The Blog

Sep 11, 2007

Build Tools: More Experiences with Maven 2 and Buildr 

by Maxim Porges @ 10:56 PM | Link | Feedback (0)

Well, I'm finished evaluating Maven; it does everything I need it to, and did so flawlessly (with one exception) for my needs. The exception was a slight inconsistency in how command line parameters get passed to the SCM plugin, which was very easy to find a workaround for.

Everything else did what it said on the box, and altogether Maven and its army of plugins has allowed me to set up a proof of concept build automation environment for our Java applications. I was able to do all this in the same amount of time it took me to get 20% through the same proof of concept when using Ant and BeanShell as the build tools.

I've found a lot of people blogging about how they are really pissed off with Maven, that it doesn't work, and that they will never use it again. To be honest, I'm really not sure why they had so much grief. The only thing I can think of is that they tried to use Maven for use cases for which it wasn't intended; maybe they were trying to write build scripts instead of follow Maven's conventions, or maybe they weren't up to the task of digging for documentation when needed. I can certainly say that after working with several open source projects with spotty documentation, I've developed a pretty keen sense for where to look (hint: mailing lists and sample code are your savior). Maven's documentation is spotty in areas, and I did have to dig a little to understand some of the plugins properly, but it certainly wasn't as intense as the digging I had to do to get in to the depths of other projects such as Mule or ActiveMQ.

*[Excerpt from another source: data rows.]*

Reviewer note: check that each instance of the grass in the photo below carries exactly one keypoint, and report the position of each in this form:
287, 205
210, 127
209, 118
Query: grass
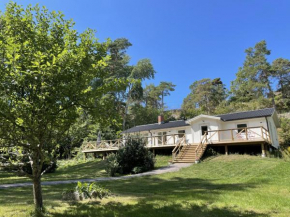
71, 169
223, 186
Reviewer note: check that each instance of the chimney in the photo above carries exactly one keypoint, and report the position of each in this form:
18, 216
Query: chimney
160, 119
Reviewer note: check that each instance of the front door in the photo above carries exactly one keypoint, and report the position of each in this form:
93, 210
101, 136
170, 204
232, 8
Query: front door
204, 130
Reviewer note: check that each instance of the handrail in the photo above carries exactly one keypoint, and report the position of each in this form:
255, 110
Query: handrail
204, 140
237, 129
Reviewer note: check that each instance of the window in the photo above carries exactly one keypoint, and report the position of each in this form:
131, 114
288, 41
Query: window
181, 133
241, 127
161, 138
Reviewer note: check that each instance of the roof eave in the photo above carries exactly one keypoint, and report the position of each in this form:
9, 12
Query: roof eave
202, 116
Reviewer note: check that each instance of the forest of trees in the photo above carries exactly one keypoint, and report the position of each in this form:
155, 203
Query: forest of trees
60, 87
258, 84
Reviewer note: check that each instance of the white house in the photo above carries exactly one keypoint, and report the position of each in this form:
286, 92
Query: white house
190, 138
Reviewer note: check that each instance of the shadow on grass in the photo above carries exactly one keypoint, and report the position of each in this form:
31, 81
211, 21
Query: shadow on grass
153, 210
151, 197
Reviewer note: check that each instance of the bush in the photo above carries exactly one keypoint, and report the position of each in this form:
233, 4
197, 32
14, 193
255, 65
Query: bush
46, 164
133, 158
285, 131
85, 191
112, 165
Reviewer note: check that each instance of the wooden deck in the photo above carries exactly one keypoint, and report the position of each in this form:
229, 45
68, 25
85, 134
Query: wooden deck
241, 136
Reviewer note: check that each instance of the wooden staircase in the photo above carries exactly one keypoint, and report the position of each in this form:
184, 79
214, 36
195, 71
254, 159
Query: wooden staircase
188, 153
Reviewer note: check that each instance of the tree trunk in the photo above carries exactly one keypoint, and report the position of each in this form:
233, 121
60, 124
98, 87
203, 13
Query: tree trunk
37, 193
271, 93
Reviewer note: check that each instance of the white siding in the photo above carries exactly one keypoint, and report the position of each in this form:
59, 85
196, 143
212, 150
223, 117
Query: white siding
196, 128
273, 132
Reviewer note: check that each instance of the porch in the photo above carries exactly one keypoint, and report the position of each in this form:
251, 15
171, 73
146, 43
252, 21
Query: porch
238, 136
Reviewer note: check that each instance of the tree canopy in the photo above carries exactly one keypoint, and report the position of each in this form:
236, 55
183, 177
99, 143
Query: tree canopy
47, 71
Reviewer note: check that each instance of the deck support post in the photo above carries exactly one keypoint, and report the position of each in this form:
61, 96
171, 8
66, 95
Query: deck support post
263, 150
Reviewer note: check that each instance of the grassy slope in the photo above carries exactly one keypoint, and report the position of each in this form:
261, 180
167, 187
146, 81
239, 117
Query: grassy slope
70, 169
224, 186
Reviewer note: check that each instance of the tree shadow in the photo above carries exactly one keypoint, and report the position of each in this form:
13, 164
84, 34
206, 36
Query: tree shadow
148, 209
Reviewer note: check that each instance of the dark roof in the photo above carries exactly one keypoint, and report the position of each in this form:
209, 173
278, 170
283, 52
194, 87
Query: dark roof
224, 117
170, 124
248, 114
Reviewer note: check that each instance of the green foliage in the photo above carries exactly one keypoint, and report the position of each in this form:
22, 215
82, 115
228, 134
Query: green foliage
205, 96
285, 131
86, 191
253, 79
133, 158
49, 74
112, 164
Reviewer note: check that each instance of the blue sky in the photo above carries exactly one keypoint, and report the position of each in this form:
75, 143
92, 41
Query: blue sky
186, 40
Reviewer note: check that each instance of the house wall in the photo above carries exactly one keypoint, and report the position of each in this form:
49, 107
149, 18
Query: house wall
273, 132
253, 133
193, 132
170, 131
196, 128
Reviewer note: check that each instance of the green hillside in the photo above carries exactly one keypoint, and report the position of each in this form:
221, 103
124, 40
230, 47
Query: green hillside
232, 185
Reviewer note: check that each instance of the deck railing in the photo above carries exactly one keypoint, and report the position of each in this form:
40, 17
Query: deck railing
238, 134
178, 147
212, 136
150, 141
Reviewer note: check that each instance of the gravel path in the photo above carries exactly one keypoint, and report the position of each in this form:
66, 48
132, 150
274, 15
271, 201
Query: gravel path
168, 169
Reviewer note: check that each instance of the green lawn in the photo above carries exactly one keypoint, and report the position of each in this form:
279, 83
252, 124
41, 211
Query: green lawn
223, 186
70, 169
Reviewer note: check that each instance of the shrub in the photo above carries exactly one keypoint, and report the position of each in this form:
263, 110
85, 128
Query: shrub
111, 164
46, 164
85, 191
285, 131
133, 158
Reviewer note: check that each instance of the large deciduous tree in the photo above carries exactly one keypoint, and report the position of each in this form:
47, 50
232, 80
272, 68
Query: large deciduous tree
46, 74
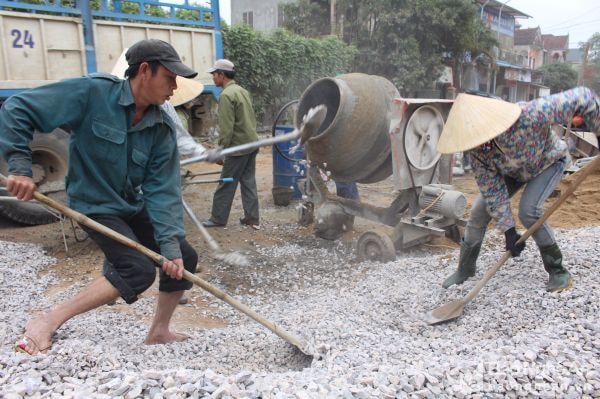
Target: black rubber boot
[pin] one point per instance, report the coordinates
(559, 278)
(466, 264)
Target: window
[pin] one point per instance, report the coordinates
(280, 16)
(248, 17)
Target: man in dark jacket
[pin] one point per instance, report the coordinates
(123, 173)
(237, 125)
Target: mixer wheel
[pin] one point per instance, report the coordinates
(375, 246)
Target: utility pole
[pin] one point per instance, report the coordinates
(584, 57)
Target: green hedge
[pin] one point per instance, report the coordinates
(277, 67)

I've also seen that large, popular open source projects such as Spring and Hibernate use Maven for their builds. If Maven was really such a pain in the ass, I'm sure people with minimal patience for tedium such as Rod Johnson and Gavin King would have avoided it for another solution (or rolled their own). As late as 2.0.5, Spring was still using Maven 1.0. I've been using Maven 2, which is supposed to be a drastic improvement, so I can only imagine how building a project as complex as Spring would have been with the previous version. Apparently, they managed.

Anyway... experience mismatch aside, I'm ready for the next step, which is to evaluate Buildr and potentially port what I have in Maven over. I looked through Buildr's manual (very nice docs, by the way), and it looks dead simple. I'm no Ruby slinger, but Dan is, so between he and I I'm sure we'll figure it out in short order.

First impressions of Buildr indicate that it does everything Maven does, but in script instead of XML. I'm not sure if I like this better or not. Script has its advantages; for example, Maven would be a total pain in the ass to script anything in. Your options are (a) write a Java plugin (read: learning curve), or (b) jump in to an Ant task and try scripting there (read: slow, painful, and unrewarding).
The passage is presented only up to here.